I‘m so excited. This is my first post with BizCatalyst 360º. A big Thank You to Susan Wideman, also a Featured Contributor to this site, for encouraging me to call Dennis Pitocco (the Publisher & Editor-in-Chief) to discuss writing and contributing. Thank You to Dennis, as well, for allowing me to contribute.
She didn’t waiver in her enforcement of her rules. I think I may have even had my hands slapped by a ruler once or twice.
I still recall my third grade teacher with both fondness and fear. A women of stern discipline and high expectation, she expected us to sit up straight, turn in homework on time, and be respectful of others. As a third-grader in 1971, these expectations may have been the norm, I don’t recall. But I do know all my classmates from this period still remember her the same way I do. She didn’t waiver in her enforcement of her rules. I think I may have even had my hands slapped by a ruler once or twice. As I think back upon this teacher, the most amazing aspect (that I didn’t realize at the time) was that I even had an African-American teacher in 1971. I can’t even imagine the discrimination she had to overcome, and the odds she surmounted, to become a teacher in this era. I know I haven’t exhibited all the attributes she demanded, but this makes her influence no less important. Rather, the fact that I still remember her, what she had to overcome, and what she taught, speaks volume about her influence.
Two other influential teachers were in middle school; one an English teacher and the other a History teacher. My English teacher taught me the importance of the written word; the sublime beauty in a clear, well-constructed sentence, with proper grammar, and unique word usage. I still try to practice this today, even as a lawyer who is too often besieged by legalese. Of course, my writing skills in middle school were amateurish compared to today, and my grades reflected that. Ugh! However, my constant zeal of intentionally writing with clarity of thought, precision of word choice, and even a sense of beauty, has hopefully resulted in improved writing over the years (Maybe this post even reflects those skills J). For me, creating a well-crafted paper is a challenge to my thinking, grammar, vocabulary, and editing skills. A challenge I look forward to.
My History teacher, like my third-grade teacher, was a stern disciplinarian (Did I attract these types of teachers, or did I cause this characteristic in teachers?). He demanded nothing but the best.
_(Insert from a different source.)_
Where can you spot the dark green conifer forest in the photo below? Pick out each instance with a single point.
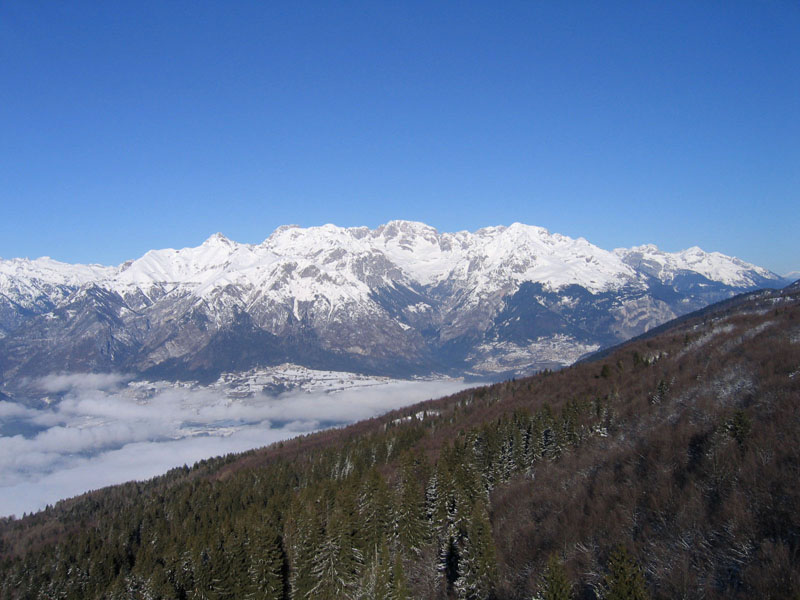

Papers and tests were filled with red edit marks, areas for improvement, and modest grades. Yet even today, I love reading about history, the people involved in historical events, and how it has impacted us over time.
The common thread of these teachers is apparent. They all demanded the best of me and were unforgiving in their feedback. They did not sugarcoat how I performed or how I could improve. They did not lower the bar when I did not live up to expectations. They did not live down to my standards or abilities. It was their standard I had to live up to.
But the key factor that really made each teacher stand out was that each was also willing to help you when you faltered. When you needed extra help, they were there. When, as a third-grader, you had an argument with a classmate, they helped mediate the problem. When you struggled with a paper or analysis, they gave you thoughts and tips on how to work through the block. The high expectations were not simply stated and you were then left to your own devices to achieve them. Rather, my teachers backed them up and helped you achieve the expectations they set.
Psychologist and people smarter than I have written volumes about the virtues and unfairness of having high expectations of others. I don’t opine (at least not in this post) on that or how another might react to high expectations.
As I conclude this post, I realize there is much more to be written on this topic. In future posts, I’ll discuss the impact of setting high expectations for myself; setting high expectations of others (especially my kids), and how to manage these expectations.